Becoming a good sight reader is primarily about process and commitment to the process over time. While I wish there was a magic, single-step solution for improving one’s sight reading, there is only diligence. Maybe this is a good thing, after all. As the old proverb says “Diligence is a person’s prize possession.” I treasure my own process of learning to be a great sight reader in my 20s. It’s a part of my musical development I remember very fondly, as I hauled new materials to and from my practice room (or office) each day, followed a step-by-step process I’d been handed, trained my eyes to keep going and my body to maintain a constant pulse. As Philip Cranmer writes, “the good sight-reader is made only by regular practice. This practice must be consistent and it must be frequent. Ten minutes a day is better than two hours once a week” (The Technique of Accompaniment, 39). Amen.
We must find ways to get our students to buy into such a long process. This year, I’ve been going the encouraging route. “Hey, I know you’re a really fine musician, but wouldn’t you like to be able to read these notes quicker?” Or, “I think that you are going to develop into an excellent sight reader, and here’s the process.” Maybe I should be a little more demanding and a little less encouraging when it comes to this course of action, but I’m more a cheerleader than a task master.
Anyway, the point is that we need a process and we need to communicate that process, in small steps, to our students.
Maybe you were a naturally good sight reader. I hear those exist, though I was definitely not one. It may be even more essential for you to research and hone a list of skills and behaviors for your students who don’t share your natural predisposition (as most of them won’t).
Most sight reading curriculums (and books with sections on sight reading) outline processes that share many common traits. Here are some of the most familiar:
Algernon Lindo (in The Art of Accompanying):
1. Notice all the preliminary details (clefs, key signatures, etc.)
2. Read something unfamiliar every day
3. Keep something going (i.e. learn to play with a steady pulse, even if it means eliminating notes or rearranging the score)
Patricia Carter Zagorski (in Sight Reading Homophonic Texture at the Keyboard)
1. Reading with Confidence
2. Tension Prevention
3. The Crucial Constant Pulse
4. No Eyes on the Keyboard
5. Creating Musical Skeletons with a Constant Pulse
Jane Smisor Bastien (in A Line-A-Day)
1. Locate and articulate the preliminaries (key signature, time signature, etc.)
2. Locate beginning hand positions
3. Set a tempo and maintain it, using a metronome, if necessary
John Kember (in Piano Sight-Reading: A Fresh Approach)
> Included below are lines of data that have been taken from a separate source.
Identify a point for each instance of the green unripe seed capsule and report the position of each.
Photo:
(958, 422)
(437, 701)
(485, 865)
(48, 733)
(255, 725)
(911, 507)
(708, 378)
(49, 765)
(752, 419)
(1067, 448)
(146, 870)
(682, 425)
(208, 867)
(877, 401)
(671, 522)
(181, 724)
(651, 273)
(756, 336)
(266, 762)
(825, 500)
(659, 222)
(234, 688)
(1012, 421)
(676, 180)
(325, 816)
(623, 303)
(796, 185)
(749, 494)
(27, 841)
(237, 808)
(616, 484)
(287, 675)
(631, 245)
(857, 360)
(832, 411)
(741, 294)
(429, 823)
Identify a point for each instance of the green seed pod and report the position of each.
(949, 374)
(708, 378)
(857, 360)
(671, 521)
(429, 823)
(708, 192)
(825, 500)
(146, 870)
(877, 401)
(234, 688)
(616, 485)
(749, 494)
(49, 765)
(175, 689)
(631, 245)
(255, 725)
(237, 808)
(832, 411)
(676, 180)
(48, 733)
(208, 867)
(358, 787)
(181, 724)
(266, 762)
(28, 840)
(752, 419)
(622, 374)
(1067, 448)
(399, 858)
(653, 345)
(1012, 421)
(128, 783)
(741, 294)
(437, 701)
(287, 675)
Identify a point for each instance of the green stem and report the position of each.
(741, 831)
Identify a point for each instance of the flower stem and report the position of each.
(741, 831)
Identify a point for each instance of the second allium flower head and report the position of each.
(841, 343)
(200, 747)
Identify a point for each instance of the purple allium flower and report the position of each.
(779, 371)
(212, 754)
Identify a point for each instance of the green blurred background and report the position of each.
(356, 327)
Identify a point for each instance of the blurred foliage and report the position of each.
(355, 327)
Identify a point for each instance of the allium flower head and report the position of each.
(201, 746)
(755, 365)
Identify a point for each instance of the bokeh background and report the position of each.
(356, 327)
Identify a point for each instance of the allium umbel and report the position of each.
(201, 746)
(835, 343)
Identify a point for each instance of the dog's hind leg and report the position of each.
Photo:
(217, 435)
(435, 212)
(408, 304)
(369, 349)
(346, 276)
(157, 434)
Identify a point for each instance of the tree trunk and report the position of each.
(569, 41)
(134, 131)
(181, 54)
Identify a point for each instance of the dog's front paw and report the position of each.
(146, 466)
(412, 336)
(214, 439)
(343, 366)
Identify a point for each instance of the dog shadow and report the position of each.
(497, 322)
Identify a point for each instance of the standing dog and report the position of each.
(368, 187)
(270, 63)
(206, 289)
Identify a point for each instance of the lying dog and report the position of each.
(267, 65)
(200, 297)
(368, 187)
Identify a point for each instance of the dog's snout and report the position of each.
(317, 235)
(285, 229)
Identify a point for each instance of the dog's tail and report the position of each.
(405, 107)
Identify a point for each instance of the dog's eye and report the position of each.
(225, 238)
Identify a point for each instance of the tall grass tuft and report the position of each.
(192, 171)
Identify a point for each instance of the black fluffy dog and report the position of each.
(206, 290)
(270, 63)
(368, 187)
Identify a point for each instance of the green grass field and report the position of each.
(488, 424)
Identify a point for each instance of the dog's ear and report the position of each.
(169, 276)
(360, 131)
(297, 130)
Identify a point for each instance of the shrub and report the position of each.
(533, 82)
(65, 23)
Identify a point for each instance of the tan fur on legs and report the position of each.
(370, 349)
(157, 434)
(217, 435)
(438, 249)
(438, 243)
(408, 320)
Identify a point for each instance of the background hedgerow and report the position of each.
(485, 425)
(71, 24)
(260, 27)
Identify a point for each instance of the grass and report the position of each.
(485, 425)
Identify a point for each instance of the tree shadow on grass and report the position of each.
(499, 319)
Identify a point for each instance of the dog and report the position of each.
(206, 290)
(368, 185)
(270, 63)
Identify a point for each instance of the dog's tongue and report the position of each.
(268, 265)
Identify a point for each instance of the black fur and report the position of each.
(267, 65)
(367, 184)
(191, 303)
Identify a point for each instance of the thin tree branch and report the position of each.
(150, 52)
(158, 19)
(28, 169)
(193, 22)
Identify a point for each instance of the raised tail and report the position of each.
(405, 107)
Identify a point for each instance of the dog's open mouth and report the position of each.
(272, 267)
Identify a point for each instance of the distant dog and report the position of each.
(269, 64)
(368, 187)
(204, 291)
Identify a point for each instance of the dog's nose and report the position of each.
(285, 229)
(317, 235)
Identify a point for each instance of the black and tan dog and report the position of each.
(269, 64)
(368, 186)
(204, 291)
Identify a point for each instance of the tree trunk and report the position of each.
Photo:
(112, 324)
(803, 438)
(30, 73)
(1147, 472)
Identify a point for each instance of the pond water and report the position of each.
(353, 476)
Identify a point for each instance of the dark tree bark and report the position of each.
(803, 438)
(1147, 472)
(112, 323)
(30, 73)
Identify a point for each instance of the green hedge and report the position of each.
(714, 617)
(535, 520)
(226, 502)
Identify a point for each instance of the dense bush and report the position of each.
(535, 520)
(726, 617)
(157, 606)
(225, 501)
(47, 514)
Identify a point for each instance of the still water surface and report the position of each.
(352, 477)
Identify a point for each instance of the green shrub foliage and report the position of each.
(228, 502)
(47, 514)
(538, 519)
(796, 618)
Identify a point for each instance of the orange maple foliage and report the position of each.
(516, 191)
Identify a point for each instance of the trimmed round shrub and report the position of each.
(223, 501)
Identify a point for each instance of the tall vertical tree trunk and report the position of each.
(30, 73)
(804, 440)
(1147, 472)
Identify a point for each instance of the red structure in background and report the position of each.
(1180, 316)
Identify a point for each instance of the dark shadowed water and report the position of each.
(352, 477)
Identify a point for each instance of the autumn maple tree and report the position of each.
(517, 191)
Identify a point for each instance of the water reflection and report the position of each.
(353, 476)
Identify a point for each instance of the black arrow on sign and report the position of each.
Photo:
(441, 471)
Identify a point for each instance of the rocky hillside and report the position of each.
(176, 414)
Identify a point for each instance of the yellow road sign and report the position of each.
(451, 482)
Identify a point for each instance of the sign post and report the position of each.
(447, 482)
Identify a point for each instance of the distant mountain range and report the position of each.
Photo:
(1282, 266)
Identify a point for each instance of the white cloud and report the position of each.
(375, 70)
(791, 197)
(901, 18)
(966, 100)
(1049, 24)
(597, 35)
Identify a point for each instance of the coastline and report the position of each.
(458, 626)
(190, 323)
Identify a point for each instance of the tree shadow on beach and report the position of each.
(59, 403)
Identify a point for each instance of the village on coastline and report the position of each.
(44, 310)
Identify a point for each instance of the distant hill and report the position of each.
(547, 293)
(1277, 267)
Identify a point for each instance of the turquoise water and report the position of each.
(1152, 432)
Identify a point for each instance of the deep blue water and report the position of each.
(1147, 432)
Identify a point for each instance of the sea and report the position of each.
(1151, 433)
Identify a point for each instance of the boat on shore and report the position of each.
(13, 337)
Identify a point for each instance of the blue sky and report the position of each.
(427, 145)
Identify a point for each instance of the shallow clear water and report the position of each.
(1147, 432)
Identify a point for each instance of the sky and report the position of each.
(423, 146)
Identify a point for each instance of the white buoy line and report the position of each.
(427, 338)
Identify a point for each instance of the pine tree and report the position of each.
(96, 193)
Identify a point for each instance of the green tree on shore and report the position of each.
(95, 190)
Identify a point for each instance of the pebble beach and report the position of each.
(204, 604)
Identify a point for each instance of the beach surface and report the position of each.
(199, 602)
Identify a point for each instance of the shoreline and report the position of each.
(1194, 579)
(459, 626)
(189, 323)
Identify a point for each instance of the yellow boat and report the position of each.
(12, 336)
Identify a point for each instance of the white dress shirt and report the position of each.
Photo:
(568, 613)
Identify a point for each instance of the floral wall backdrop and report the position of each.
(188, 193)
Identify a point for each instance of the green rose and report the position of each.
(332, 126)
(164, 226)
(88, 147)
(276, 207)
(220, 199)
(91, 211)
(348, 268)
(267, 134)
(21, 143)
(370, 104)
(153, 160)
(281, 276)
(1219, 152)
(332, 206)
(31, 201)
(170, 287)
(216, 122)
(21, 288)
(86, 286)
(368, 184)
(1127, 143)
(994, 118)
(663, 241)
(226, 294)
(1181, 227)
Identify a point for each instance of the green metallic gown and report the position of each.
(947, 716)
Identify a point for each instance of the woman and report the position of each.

1. Look at the time signature
2. Clap or tap the rhythm before you attempt to play
3. Check the key signature and keep the key in your head while playing
4. Locate correct starting positions
5. Look at the music, not your hands
Philip Cranmer (in The Technique of Accompaniment)
1. Develop the habit of playing in strict time
2. Don’t “back correct” (Cranmer’s actual phrase is “no incorrect note or chord is to be played a second time with a view to correcting it”)
3. Think ahead, don’t look ahead
4. Read more than one note at a time. More specifically, read chords, arpeggios and other musical devices as complete entities, not individual notes
Gerald Moore (The Unashamed Accompanist)
1. Sight read collaboratively (i.e. with a singer, violinist, etc.)
2. Don’t read haltingly
3. Keep your eyes a beat or two ahead of your fingers
4. Avoid tunnel vision
5. Consistent tempo takes precedence over correct notes
6. Take in all necessary preliminaries (tempo, meter, etc.) as quickly as possible
You can see how many of these lists have similar items (maintaining a pulse, make sure you look through the preliminaries before you start playing, etc.). This week’s challenge is for your discover your own process, write it down and begin communicating it to your students. Think critically about your successful sight reading. What did you do? How much time did you take with preliminaries? Where did you keep the pulse (internally, in your big toe, with your tongue behind your teeth)? Were you able to overcome the urge to back-correct (stop the pulse and fix something you missed)? If so, how? Knowing our own processes, and the ways we developed them are key to helping our students find their own successful sight reading track.